According to the lawsuit, Simon & Schuster was to pay the controversial gay conservative a $255,000 advance for a book to be published by its Threshold imprint, though it backed out of the agreement over fear of repercussions from progressives threatening to boycott the CBS-owned company.
The lawsuit, filed Friday by Meister Seelig & Fein out of New York, says executives at the publishing house praised early manuscripts of Dangerous, told its marketing and public relations departments to prepare for war, then pulled the plug on the book three weeks prior to its originally scheduled release.
The lawsuit says Simon & Schuster spiked Yiannopoulos’ book “in the wake of false and misleading reports that he had publicly condoned pedophilia — an accusation he has vociferously denied in social media postings, as well as in the pages of Dangerous, which Yiannopoulos self-published on July 4, 2017.”
The 83-page lawsuit, though, details several controversies beyond pedophilia — which stemmed from audio of Yiannopoulos discussing gay men having sex with willing teenagers — and even includes quotes from celebrities.
The lawsuit, for example, says Leslie Jones accused the publisher of helping Yiannopoulos and his ilk “spread their hate”; Sarah Silverman tweeted, “The guy has freedom of speech but to fund him & give him a platform tells me a LOT about @simonschuster. YUCK AND BOO AND GROSS”; and Judd Apatow tweeted, “In these times we cannot let hatemongers get rich off of their cruelty. Shame on @simonschuster.”
The lawsuit notes that this publication broke the news of his book deal, and adds that there was “overwhelmingly negative reaction to The Hollywood Reporter story from all corners of the left-leaning public.”
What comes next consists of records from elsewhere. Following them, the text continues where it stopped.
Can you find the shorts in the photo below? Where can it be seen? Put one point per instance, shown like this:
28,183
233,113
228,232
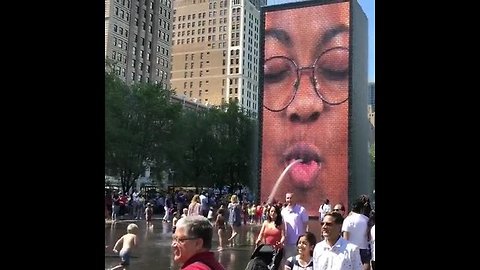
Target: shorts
365,255
125,256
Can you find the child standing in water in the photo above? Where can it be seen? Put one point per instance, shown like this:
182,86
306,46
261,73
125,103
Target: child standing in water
128,242
221,228
149,214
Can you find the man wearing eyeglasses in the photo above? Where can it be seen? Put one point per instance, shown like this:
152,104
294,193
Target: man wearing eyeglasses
334,252
305,102
192,242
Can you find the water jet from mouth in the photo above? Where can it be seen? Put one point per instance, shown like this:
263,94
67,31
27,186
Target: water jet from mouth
280,179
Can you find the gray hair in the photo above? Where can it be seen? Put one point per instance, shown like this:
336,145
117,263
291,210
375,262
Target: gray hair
197,226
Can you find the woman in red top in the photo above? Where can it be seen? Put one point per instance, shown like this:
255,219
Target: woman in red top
272,231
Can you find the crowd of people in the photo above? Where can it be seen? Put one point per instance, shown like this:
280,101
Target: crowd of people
345,241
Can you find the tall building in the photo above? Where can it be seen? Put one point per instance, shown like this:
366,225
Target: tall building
215,51
138,39
371,103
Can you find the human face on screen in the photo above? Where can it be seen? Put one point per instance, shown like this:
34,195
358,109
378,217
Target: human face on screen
305,102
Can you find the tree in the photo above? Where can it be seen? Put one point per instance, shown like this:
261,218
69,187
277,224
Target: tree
138,118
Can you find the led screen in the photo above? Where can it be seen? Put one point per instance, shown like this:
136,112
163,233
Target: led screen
305,97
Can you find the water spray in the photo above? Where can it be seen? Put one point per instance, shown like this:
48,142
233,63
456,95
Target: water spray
280,179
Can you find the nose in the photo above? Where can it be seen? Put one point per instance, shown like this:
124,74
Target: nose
306,106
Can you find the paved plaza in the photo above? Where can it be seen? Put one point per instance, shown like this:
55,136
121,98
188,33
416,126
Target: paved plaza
154,251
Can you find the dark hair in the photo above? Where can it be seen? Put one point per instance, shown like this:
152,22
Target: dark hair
337,217
198,226
312,240
362,205
278,220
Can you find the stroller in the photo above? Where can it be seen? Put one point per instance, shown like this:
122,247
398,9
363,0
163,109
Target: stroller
265,257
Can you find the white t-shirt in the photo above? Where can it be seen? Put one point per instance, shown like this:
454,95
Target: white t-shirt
356,225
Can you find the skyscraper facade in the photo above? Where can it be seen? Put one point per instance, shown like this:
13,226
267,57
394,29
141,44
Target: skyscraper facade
371,103
138,39
215,51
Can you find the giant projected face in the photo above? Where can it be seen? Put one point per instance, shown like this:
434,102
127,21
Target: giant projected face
305,104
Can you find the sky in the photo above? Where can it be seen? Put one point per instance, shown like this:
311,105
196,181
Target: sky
368,7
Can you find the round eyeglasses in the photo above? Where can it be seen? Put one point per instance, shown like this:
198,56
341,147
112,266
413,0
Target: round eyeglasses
328,75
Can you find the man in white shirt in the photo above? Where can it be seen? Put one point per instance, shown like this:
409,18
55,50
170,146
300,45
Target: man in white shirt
335,253
295,218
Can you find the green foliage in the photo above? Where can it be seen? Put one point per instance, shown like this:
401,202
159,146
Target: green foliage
137,120
204,148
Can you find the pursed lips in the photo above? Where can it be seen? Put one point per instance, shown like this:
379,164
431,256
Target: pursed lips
303,173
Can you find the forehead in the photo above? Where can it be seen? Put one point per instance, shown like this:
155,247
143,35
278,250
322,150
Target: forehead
329,219
303,239
180,231
317,16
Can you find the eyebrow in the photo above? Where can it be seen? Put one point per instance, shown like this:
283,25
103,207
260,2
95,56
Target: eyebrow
331,33
280,35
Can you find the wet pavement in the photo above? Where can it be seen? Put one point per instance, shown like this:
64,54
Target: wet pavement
154,251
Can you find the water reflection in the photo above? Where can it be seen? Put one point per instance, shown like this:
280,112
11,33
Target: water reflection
154,248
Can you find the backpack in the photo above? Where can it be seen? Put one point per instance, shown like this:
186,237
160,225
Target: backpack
256,264
264,257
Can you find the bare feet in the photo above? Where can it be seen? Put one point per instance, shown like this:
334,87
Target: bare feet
233,236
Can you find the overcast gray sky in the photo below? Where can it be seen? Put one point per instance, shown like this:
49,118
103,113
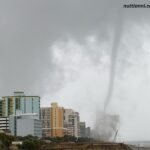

The reaction included feminist author Roxane Gay pulling her book from Simon & Schuster; a publisher tweeting, “Stop buying, stocking, assigning, and reviewing their books until they end their relationship with Milo”; the Chicago Review of Books threatening to “not cover a single Simon & Schuster book in 2017”; and a writer for Elle accusing the publisher of “endangering human lives” by publishing Dangerous.
Also, CNN published an editorial asking, “Why on earth would Simon & Schuster give (Milo) a platform?”; a Teen Vogue writer encouraged the public to send a “deluge of calls and physical letters” to the publisher; and Los Angeles Times books editor Carolyn Kellogg accused the publisher of promoting an author with “racist, sexist views.”
At one point, Mitchell Ivers, editorial director at Simon & Schuster, asked Yiannopoulos and his literary agent, Thomas Flannery, for their advice on handling liberal objections. “I’m looking for best responses to Alt-Right, white supremacists, and Leslie Jones,” he wrote in an email.
Ivers also asked Yiannopoulos to end a public feud with Jones, the comedian and Ghostbusters actress, and, according to the lawsuit, he was also displeased with the author appearing “on shows with Bill Maher and the like so close to the book release date.”
Eventually, Ivers coordinated an “all-hands call” with his boss, publicity executives, Yiannopoulos and others. Three days after the call, which Ivers described as “great,” he informed Flannery that Simon & Schuster was terminating the publishing agreement, even though it had already paid Yiannopoulos $80,000 of the $255,000 advance.
The lawsuit said Simon & Schuster called the manuscript “unacceptable” even though five days earlier Ivers thanked the author for his “thorough and good work.”
“Yiannopoulos has been damaged in an amount to be determined at trial, but in no event less than Ten Million Dollars,” the lawsuit says.
“Although we have not been officially served, we believe that Yiannopoulos’ lawsuit is publicity driven and entirely without merit,” Simon & Schuster said in an emailed statement. “Simon & Schuster will vigorously defend itself against any such action, and fully expects to prevail in court.”